Nei film, spesso siamo trasportati in mondi affascinanti dove i cavalli da corsa e i loro fantini formano legami profondi e quasi mistici. Pellicole come “Seabiscuit – Un mito senza tempo” e “Secretariat – Un anno da ricordare” ci dipingono quadri suggestivi di coraggio, determinazione e grinta nelle corse, trasformando le competizioni equine in epiche battaglie dove il desiderio di vincere è palpabile sia nei fantini che nei cavalli. Ma quanto di questo è reale? I cavalli da corsa sanno davvero di essere coinvolti in una gara, e nutrono il desiderio di vincere?
Quando i cavalli da corsa scendono in pista, l’atmosfera è carica di tensione e aspettative. Ma cosa passa per la mente di questi animali?
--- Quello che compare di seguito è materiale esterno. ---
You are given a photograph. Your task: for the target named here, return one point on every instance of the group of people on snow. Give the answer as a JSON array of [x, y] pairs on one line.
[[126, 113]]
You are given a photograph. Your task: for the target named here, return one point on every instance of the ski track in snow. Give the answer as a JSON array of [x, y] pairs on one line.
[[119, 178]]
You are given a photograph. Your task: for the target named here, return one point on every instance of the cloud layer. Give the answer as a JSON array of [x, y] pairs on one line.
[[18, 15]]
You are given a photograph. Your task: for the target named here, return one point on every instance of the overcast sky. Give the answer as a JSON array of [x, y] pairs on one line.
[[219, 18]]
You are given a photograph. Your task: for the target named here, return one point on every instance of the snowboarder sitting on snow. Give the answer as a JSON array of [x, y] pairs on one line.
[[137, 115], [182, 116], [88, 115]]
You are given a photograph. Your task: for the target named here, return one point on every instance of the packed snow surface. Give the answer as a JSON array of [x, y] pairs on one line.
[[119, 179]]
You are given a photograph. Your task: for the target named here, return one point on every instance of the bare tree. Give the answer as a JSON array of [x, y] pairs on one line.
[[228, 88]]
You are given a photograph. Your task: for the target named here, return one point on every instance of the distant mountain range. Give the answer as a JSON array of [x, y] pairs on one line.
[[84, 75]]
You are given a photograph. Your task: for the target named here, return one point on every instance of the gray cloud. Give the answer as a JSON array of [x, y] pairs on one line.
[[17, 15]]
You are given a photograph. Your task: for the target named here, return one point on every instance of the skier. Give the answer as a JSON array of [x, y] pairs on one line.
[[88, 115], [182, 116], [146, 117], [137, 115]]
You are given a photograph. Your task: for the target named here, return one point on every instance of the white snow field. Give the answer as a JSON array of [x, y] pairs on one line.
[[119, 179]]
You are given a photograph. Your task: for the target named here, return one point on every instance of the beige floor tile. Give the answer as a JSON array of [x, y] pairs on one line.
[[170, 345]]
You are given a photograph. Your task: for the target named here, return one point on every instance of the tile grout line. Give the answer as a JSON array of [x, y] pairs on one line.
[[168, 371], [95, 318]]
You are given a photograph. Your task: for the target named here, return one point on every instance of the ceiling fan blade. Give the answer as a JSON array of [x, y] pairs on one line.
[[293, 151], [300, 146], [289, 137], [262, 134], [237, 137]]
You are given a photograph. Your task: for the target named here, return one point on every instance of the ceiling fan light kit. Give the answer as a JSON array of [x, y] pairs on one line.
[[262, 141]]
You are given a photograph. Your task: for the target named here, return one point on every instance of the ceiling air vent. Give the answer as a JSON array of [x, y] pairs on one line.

La domanda se i cavalli siano consapevoli di gareggiare è stata oggetto di dibattito tra esperti di comportamento animale.
Nei film, il rapporto tra cavalli e fantini è spesso presentato come un’interconnessione profonda, in cui entrambi condividono un desiderio ardente di vincere. Tuttavia, nella realtà, la comprensione di un cavallo riguardo alla natura competitiva della corsa è più complessa di quanto possiamo immaginare.
Alcuni esperti suggeriscono che i cavalli, essendo animali sociali, potrebbero partecipare alle corse più come parte di un gruppo che con un chiaro concetto di competizione individuale. Ma la loro volontà di correre potrebbe derivare dall’istinto di rimanere insieme al gruppo, piuttosto che da un desiderio di vincere per sé stessi.
Quando i cavalli entrano in pista, il ruolo chiave della persona diventa evidente. Attraverso segnali e comandi, il fantino guida il cavallo durante la corsa. Tuttavia, il grado di consapevolezza del cavallo sulla natura competitiva della situazione è ancora oggetto di speculazioni.
Nel tentativo di incoraggiare al massimo i cavalli, i fantini impiegano frustini e segnali per comunicare con i loro compagni di corsa. L’utilizzo di tali stimoli modifica il loro comportamento, al punto che essi anticipano ciò che li attende in pista. Pur non comprendendo il concetto di “vittoria”, i cavalli si abituano alle competizioni e memorizzano il rituale. Non sono consapevoli della necessità di arrivare primi, ma capiscono l’urgenza di correre più velocemente degli altri, non per il desiderio di vincere, bensì perché lo impone l’umano che hanno sulla schiena.